Havanın karardığını fark ettiğimde, damlaların şiddetiyle sarsıldım. Kuru yerim kalsın diye hemen sağ taraftaki apartmanın kapısına sığındım. Bulutlardan kova ile su boşalıyordu. Saçımdan akan suyu kâğıt mendille silmeye çalıştım.
Yağmurun da bir güzelliği olurdu, dedim. Hafiften başlayan damlalar, kendini koru, akıllı olmalısın derdi. Bu akıl yağmuru bir süre devam ederdi. Eve mi koşarsın yoksa kapalı bir mekâna mı girersin, kendini ıslanmaktan kurtarırdın.
Üstten boşalan su kovası ve asfalttan akan sel suları. Sel suyuna kapılsan sahile kısa sürede giderdin. Rüzgârda işin başka yönü. Apartmanın kapısında ıslanmaktan korundum ama rüzgâr rahat bırakmıyor.
Yine ıslanıyorum, omuzlarım ıslanmıyor ki, dedim. Çantamdaki kâğıt mendilleri kullandım, onlar da suyunu çekti. Yağmurun sesinden, yan pencereden seslenen teyzenin çağırmasını duymadım.
Teyze, “Yavrum, mendilleri alır mısın?” Dedi.
Kâğıt mendilleri aldım, saçımı yüzümü sildim. Montumun omuz kısmını kurulamaya çalıştım. Yolun karşısı görülmüyor. Teyze “Bu yağmur değil, afat” dedi.
Böyle bir afat görülmemiştir. Asfalttan akan su arabaları sürüklemeye başladı. Sudan kaçmaya çalışan bir yerlere çarpınca duruyordu.
Teyzeye “Çok teşekkür ederim” dedim.
Kuru yerim kalsın diye kapıya sığındım. Apartmandan çıkmak isteyen aileye elimle işaret ettim. Ortalık batıyor dedim.
Teyze tabure vereyim otur dedi. Oturmak istemedim. Çünkü yağmur kaldığında karşı taraftaki pastaneye gideceğim, arkadaşım bekliyor dedim. Teyzeyle afatta ahbap olduk. Doğma büyüme buralıyım ilk defa böyle bir yağmura rastlıyorum dedi.
Hava birden bozdu. Karşıya geçemedim. Pastaneye ulaşsaydım, bu şekilde ıslanmazdım. Kuru yerim kalmadı. Bende yukarıda oturuyorum. Eve koşacağım. Evden çıkmamış olsam şanslı olacaktım. Bu da geçer. Dışarı çıkmaya çalışan aile de geri döndü.
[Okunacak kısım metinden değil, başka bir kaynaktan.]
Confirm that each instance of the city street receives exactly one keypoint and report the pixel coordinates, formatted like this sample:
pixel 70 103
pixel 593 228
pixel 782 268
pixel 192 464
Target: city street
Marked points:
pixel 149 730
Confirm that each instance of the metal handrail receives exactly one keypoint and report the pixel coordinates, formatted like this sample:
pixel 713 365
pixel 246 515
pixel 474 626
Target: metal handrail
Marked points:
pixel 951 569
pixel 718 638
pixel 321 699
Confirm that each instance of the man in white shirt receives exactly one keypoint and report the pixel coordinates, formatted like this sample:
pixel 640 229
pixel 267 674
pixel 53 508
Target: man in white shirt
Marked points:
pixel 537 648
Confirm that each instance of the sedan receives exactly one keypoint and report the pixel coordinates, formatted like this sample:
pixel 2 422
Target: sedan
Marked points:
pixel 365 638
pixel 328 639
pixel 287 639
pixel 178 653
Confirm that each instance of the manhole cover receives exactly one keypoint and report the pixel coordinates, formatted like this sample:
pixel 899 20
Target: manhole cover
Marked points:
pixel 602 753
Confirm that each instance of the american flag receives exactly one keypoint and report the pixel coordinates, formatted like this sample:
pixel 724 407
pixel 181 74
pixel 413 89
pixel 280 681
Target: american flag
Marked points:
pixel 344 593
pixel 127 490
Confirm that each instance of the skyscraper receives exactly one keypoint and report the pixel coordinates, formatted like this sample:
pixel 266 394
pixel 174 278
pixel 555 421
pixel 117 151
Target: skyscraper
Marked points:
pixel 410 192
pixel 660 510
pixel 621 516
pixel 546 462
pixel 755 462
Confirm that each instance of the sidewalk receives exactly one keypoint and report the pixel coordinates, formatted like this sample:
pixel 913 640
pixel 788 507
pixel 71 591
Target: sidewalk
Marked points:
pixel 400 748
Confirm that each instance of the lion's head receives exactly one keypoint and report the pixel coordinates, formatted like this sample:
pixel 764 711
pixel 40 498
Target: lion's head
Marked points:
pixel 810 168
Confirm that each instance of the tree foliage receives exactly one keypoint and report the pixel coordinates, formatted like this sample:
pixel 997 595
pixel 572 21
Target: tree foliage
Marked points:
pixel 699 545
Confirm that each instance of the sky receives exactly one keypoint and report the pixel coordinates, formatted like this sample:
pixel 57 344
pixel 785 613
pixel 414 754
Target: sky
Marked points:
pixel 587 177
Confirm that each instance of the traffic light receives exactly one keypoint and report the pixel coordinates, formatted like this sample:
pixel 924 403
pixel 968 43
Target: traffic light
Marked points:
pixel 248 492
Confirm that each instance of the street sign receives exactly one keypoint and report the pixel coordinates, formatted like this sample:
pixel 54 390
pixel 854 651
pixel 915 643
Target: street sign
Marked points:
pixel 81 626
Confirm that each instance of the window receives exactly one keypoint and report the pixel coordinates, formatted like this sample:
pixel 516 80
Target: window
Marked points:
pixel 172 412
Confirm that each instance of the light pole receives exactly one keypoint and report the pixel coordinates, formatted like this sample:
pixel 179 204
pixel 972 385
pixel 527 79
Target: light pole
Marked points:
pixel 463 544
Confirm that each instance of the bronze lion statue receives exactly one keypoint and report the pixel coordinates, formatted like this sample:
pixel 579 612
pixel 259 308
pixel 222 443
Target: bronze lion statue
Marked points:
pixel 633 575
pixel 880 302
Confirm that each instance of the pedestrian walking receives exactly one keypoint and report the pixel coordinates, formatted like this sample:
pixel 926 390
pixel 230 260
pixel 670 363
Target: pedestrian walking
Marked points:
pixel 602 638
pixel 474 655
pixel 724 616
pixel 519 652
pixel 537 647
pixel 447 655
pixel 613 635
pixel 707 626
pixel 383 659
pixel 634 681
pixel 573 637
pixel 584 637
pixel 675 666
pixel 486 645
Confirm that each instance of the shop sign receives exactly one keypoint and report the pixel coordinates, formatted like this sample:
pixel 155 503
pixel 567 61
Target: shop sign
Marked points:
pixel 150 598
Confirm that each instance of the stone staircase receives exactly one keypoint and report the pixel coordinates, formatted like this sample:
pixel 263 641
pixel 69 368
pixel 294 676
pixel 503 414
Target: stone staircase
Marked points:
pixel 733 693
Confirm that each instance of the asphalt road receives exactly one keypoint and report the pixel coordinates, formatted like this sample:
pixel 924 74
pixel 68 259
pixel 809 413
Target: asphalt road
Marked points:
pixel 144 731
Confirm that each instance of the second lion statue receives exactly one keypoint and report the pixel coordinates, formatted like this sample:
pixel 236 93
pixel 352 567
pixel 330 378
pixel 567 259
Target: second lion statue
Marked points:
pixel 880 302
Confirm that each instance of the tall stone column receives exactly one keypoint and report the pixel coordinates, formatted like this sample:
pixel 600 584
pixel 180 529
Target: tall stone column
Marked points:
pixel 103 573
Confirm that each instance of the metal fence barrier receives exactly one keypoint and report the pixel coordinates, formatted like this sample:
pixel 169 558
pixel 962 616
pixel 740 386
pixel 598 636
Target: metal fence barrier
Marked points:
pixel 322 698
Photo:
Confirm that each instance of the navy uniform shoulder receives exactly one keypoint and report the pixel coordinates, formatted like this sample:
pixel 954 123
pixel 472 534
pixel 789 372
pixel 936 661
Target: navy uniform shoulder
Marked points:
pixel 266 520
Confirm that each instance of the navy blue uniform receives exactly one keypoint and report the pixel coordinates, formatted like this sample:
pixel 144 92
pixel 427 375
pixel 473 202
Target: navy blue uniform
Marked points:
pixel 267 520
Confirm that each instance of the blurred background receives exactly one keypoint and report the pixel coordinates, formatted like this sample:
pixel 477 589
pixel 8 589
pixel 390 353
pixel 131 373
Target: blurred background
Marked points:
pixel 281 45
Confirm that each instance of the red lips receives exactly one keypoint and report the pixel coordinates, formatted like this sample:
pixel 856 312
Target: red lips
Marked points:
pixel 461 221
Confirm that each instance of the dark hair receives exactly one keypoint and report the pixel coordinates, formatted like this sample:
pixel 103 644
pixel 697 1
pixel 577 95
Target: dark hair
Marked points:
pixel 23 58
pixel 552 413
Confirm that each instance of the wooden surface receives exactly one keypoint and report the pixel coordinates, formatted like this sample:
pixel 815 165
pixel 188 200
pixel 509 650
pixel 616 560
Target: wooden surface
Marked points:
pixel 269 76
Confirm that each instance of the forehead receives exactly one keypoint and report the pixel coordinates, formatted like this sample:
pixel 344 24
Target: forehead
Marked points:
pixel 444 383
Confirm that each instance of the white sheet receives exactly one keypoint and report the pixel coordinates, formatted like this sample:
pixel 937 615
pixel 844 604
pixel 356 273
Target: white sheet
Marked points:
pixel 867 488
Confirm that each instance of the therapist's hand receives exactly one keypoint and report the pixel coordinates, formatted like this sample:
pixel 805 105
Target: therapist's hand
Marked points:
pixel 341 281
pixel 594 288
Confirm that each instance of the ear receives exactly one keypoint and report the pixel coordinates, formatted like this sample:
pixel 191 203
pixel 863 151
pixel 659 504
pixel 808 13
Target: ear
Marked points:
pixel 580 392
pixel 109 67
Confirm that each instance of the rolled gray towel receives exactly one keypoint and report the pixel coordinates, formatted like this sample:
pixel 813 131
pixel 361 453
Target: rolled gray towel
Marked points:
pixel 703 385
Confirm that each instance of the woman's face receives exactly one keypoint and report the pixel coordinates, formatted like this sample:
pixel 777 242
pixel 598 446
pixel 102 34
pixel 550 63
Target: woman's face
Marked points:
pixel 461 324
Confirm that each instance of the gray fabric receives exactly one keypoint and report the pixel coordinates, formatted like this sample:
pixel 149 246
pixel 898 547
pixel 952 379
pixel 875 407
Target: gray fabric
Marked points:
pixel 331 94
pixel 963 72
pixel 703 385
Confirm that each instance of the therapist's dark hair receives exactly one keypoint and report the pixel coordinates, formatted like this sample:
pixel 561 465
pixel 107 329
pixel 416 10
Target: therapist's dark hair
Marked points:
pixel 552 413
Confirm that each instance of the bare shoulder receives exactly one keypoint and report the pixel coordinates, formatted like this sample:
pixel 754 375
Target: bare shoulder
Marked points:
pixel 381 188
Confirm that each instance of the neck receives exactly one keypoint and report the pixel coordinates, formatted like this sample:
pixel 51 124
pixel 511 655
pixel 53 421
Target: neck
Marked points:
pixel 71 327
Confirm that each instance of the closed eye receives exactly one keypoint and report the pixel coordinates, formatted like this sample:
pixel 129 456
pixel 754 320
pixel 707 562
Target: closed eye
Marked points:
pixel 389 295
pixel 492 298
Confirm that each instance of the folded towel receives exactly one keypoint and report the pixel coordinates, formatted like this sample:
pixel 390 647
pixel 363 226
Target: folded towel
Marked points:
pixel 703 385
Asfalt yıkandı. Çevre bu kadar güzel temizlik görmedi. Teyzeye yalnız inşaatın kumu çakılı yıkandı gitti. Penceresi açık olanın camları kırıldı. Yağmur yetmedi, rüzgâr çok sarstı.
Yağmurda bir duraklama oldu. Depodan çekiyor, biraz sonra boşaltır, dedim. Hava açmamıştı. Bulut yok ama hava kapalıydı. İç karartıcıydı. Asfaltın suyu da çekilince teyzeye iyi günler dedim ve yola çıktım. Eve koşmaya başladım. Ayaklarım su doluydu. Nerdeyse ayaklarım ayakkabıda dönecekti.
Sel önüne kattığını sürüklemişti. İnşaattaki her şeyi uçurmuştu. Ağaç dalları kırılmış, çöpler uçmuştu. Bir kısmına asfalta bırakmıştı.
Apartmanın çiçekleri kırılmış, yere serilmiş, büyük perişanlık vardı. Yollarda su kanalı patlamıştı. Bizim arka kanal da patlamıştı. Su her tarafa yayılmıştı.
Üzerimi değiştikten sonra dışarı çıktım ki, evine gitmek isteyen insanların kuru yerleri yoktu. Bir tanesi bana baktı. Dışarıda değildin gibi kafasını salladı. Aynı senin gibiydim dedim.
Şehir içerisinde böyle bir yağmuru ilk defa gördüm. Zararını da çektim.